The owner of the original White Fence Farm in Romeoville, Illinois, said the Route 66 restaurant has lost $2.4 million in 12 months since the pandemic began last year and still is trying to survive since it reopened in March.
A reporter of the Lemont Patch interviewed third-generation owner Laura Hastert, who admitted she needs help from locals and regulars to stay alive after the main location at 1376 Joliet Road (aka Route 66) closed for a year:
What was once a familiar-faced staff of 125 employees is now a group of about 40 workers who have stuck with Hastert through the difficult times. Hastert is hoping to provide jobs to employees who could help the restaurant return to its former self as seating capacities continue to expand in coming months. But she needs help.
In a Facebook post, the restaurant asked local customers to support the business by shopping local — a mantra that has been repeated continuously across the country since the pandemic began last March. […]
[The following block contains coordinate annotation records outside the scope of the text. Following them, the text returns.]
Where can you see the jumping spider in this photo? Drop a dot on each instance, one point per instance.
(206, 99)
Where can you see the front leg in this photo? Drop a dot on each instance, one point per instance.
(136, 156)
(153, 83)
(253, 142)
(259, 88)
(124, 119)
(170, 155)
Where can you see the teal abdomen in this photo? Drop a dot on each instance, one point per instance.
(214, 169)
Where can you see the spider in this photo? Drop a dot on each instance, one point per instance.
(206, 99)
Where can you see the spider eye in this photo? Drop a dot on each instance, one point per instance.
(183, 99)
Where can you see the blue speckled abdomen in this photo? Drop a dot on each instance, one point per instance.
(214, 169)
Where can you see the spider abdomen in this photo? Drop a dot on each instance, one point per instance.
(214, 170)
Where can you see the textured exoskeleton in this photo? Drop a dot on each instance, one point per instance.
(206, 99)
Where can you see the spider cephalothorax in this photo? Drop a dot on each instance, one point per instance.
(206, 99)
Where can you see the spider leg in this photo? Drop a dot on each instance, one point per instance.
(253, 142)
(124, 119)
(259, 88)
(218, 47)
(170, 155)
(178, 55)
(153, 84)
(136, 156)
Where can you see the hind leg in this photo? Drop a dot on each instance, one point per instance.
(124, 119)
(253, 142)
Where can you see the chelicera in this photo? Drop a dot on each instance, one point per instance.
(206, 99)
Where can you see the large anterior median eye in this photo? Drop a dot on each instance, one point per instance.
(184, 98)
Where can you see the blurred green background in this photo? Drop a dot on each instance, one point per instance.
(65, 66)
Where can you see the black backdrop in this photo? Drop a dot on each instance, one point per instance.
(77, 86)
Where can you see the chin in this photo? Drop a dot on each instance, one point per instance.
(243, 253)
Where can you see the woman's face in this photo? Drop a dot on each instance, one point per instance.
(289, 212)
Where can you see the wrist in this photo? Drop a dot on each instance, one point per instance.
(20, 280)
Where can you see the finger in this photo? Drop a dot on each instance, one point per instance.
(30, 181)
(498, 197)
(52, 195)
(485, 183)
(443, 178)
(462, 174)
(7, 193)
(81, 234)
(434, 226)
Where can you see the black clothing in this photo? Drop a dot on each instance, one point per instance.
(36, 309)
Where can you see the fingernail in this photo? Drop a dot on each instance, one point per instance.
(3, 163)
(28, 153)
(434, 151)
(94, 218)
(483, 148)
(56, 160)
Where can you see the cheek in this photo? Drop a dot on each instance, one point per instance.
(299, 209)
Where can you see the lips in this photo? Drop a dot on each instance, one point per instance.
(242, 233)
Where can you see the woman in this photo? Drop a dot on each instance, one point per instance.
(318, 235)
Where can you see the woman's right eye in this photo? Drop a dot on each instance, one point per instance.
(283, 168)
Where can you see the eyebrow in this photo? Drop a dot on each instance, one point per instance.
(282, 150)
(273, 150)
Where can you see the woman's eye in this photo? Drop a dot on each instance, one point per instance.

“We weren’t one of the restaurants that could say, ‘Now we can open at 25 percent, now we can open at 10 percent, we can do outdoor dining,’ because it was like a dog chasing its tail the way it was going on again, off again and then the next day they’re like, ‘No, you’ve got to close,'” Hastert said. “I don’t know about you, but I don’t know who could run a business that way. God bless those people who tried.”
The restaurant survived with takeout orders and Payroll Protection Program funds and has applied for the Restaurant Revitalization grant program.
Hastert said she didn’t want to reopen because she didn’t want customers contracting COVID-19 there. She relented in March when one of her managers told her the business would go under if it didn’t reopen soon.
But conditions still are tough:
“We’re still here trying to serve strong, but we need help like everybody. […] We’re getting by, but we want to keep these families working.”
She added, “Our place has been an institution and a landmark in this area 30 miles south of Chicago and you said, ‘White Fence Farm’ and I guarantee everyone is going to say, ‘Oh my God, I know that place.’ We’re just trying to stay alive like everybody else. We all need help. We’re all tired.”
Stuyvesant “Jack” Peabody, CEO of Peabody Coal, founded White Fence Farm was founded at its original location in the early 1920s, a few years before U.S. 66 was federally certified. Since 1954, the restaurant has been owned and operated by the Hastert family.